En el mensaje de Helena sobre su padre, como en tantos otros que cualquiera de nosotros ha podido escribir, se hace patente que el Atleti es un nombre de la infancia, es decir, de lo que está fuera del tiempo. La infancia es lo perdido pero no en el sentido de que ya pasó sino de que nunca fue. Nuestro deseo la crea a su medida. No es que la invente sino que, tomando una referencia real, como el alquimista una rosa real, del polvo que el estrago del tiempo dejó entre sus dedos es capaz de obtener una rosa infinita. El Atleti -la infancia- es una forma de mitología.
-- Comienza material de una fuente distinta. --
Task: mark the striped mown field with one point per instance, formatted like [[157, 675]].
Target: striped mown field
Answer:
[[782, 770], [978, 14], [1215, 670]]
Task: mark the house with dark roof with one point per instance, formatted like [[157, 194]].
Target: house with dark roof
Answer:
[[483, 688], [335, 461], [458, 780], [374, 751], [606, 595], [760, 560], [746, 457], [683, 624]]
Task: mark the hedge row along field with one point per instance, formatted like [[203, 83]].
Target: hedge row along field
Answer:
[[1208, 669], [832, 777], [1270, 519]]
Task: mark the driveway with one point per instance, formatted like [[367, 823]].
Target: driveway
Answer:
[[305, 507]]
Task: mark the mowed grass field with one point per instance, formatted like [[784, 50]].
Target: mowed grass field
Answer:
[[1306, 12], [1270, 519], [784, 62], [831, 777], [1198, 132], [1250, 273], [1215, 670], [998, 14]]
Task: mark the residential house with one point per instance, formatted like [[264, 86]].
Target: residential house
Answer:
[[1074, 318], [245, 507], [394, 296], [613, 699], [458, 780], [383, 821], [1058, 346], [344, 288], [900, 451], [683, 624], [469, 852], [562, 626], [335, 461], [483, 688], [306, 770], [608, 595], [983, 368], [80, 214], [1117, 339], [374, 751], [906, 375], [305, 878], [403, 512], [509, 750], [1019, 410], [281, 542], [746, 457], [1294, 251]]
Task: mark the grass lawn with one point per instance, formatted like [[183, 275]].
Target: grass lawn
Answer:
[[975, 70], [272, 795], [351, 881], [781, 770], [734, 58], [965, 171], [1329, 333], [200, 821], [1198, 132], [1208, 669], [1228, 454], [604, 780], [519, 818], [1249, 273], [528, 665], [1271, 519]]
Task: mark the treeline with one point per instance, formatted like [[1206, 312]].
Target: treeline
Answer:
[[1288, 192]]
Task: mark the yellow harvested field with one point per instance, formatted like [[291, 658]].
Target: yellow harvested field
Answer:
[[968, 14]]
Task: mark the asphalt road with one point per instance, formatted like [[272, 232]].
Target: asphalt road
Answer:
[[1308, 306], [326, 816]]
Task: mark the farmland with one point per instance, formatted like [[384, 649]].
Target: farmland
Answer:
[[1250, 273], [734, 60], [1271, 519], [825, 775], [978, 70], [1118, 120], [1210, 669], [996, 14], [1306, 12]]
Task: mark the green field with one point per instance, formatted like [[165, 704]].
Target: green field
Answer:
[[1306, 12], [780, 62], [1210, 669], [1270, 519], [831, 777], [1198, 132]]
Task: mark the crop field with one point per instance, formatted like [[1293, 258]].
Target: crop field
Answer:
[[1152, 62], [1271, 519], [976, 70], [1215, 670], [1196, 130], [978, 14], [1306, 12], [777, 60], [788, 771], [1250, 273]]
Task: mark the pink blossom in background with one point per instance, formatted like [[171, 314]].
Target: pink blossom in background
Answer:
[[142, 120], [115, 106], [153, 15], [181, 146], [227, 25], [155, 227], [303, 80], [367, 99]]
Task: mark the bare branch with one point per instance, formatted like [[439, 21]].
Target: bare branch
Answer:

De ahí la obstinada resistencia de unos y otros a permitir la entrada a la realidad en ese espacio sagrado. La realidad es siempre acuciante, febril, inmediata. No cabe en ella el mito. Cabe, eso sí, la verdad. Por ejemplo, ese primer párrafo del fundamento de Derecho SEXTO de la última sentencia en que se establece que "el fraude de ley es patente" y ese párrafo cuarto en que se concluye que ello "en definitiva comporta que deba negarse a los partícipes del fraude la condición de socios en cuanto derivada de los actos con los que se integró aquel [...] pues otra cosa supondría validar la perpetuación del fraude".
La ineludible -y poética- verdad. No es difícil adivinar en todos y cada uno de los demandantes un proceso de despojamiento absoluto. Una especie de ascesis o aniquilación que hubiera culminado en la renuncia total: al Atleti, a la infancia, al mito. Si, cuando esto acabe, fueran capaces de abandonar el escenario con el mismo silencio con que ingresaron en él, habrían dado a luz, ciertamente, algo muy parecido a la belleza.